Auch zwei weitere Themen werden Franziskus laut Pater Horta in Chile beschäftigen: Der Konflikt mit radikalen Gruppen des Mapuche-Volkes, der zuletzt „eine gewisse Dringlichkeit“ bekommen habe, sowie die Spannungen im chilenischen Bistum Osorno, dessen von Franziskus eingesetzter Bischof sich mit Vertuschungsvorwürfen von Missbrauch konfrontiert sieht, dem aber bis heute offiziell nichts nachgewiesen werden konnte.

Radikale Mapuche hatten im September in der Unruheprovinz La Araucania mehrere Brandanschläge auf chilenische Kirchen verübt. In der Vergangenheit waren solche Angriffe oft damit begründet worden, dass Kirchenvertreter mitverantwortlich für Repressionen gegen das Ureinwohner-Volk seien. Zugleich gilt die katholische Kirche in Chile jedoch auch als Verteidigerin der Mapuche-Rechte im Landrechtskonflikt. Die Entrechtung der Mapuche hatte nach der chilenischen Unabhängigkeit in den 1860er Jahren begonnen.
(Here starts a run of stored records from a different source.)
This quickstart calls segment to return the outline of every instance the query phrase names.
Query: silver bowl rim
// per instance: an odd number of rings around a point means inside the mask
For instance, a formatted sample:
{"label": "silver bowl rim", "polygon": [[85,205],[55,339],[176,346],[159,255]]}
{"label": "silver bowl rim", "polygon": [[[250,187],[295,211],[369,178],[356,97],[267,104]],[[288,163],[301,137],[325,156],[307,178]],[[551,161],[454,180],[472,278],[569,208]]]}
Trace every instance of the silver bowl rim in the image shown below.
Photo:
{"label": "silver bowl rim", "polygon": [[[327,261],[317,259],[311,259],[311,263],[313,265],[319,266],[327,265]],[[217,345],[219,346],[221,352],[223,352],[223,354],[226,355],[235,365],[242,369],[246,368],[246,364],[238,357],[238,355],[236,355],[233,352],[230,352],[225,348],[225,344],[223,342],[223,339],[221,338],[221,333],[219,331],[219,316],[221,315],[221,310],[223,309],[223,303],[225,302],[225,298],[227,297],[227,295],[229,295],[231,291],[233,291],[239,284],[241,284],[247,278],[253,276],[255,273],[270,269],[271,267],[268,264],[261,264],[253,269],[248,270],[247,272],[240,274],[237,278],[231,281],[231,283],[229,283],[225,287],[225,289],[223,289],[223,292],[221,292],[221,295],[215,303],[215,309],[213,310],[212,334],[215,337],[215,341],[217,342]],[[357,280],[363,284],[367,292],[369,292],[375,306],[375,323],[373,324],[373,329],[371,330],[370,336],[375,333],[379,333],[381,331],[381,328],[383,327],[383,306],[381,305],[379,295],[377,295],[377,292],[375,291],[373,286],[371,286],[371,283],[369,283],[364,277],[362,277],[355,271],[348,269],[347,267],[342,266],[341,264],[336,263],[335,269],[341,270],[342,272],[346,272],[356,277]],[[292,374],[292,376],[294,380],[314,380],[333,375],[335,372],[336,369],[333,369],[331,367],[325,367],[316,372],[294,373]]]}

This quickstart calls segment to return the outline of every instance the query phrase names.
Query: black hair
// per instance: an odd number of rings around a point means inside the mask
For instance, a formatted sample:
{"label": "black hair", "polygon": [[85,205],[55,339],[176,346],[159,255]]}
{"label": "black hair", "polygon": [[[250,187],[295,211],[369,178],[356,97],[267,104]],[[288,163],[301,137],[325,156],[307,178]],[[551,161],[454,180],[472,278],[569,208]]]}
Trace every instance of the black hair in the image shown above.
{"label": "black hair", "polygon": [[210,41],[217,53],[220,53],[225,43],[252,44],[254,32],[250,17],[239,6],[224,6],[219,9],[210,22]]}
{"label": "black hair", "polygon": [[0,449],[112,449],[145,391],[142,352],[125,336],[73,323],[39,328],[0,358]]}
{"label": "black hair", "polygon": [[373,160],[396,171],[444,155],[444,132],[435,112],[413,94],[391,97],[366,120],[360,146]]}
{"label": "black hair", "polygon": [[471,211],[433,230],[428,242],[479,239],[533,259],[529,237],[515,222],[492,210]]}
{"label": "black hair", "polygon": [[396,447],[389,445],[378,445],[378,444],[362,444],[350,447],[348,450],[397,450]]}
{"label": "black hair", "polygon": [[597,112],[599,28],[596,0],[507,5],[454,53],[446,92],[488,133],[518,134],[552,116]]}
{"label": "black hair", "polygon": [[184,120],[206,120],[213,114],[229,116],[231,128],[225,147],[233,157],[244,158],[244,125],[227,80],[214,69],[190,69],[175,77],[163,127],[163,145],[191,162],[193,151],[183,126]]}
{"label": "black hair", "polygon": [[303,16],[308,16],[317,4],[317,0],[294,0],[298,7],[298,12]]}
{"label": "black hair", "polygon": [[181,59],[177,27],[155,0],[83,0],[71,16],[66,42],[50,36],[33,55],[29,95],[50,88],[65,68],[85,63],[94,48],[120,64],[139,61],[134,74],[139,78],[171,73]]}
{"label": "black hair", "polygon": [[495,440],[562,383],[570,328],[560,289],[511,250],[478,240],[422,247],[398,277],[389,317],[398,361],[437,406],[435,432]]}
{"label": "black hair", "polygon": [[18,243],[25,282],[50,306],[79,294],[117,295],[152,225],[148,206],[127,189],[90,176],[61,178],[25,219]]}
Erst vor einigen Jahren hatte bei den Mapuche eine Rückbesinnung auf die eigene Kultur und Identität eingesetzt und sich eine kleine Minderheit radikalisiert.

Besuch im Frauengefängnis

Neben drei Freiluftgottesdiensten will Papst Franziskus bei seinem Besuch in Chile mehrere Wallfahrtsorte und ein Frauengefängnis besuchen. Der Gefängnisbesuch ist laut Pater Horta symptomatisch für Franziskus‘ pastorale Handschrift: die Menschen erwarteten in Chile einen volksnahen, lebensnahen Papst zum Anfassen, dessen Worte „Herz und Geist bewegen“.

„Das ist ein Sprechen, das die Menschen berührt und ihr Leben betrifft. Die Begegnung mit den weiblichen Häftlingen im Gefängnis finde ich wirklich sehr interessant. Das ist wirklich besonders, denn bereits am vergangenen Tag des Geweihten Lebens im August, sind Klausurschwestern in dieses Gefängnis gegangen, und das war eine sehr intensive Begegnung. Chile wartet darauf, diesem Papst zuzuhören!“

Franziskus‘ Reise nach Chile und anschließend nach Peru ist die sechste Lateinamerika-Reise des argentinischen Papstes. Auf dem Programm steht in Chile ein Besuch der Städte Santiago de Chile, Temuco und Iquique und in Peru der Städte Lima, Puerto Maldonado und Trujillo.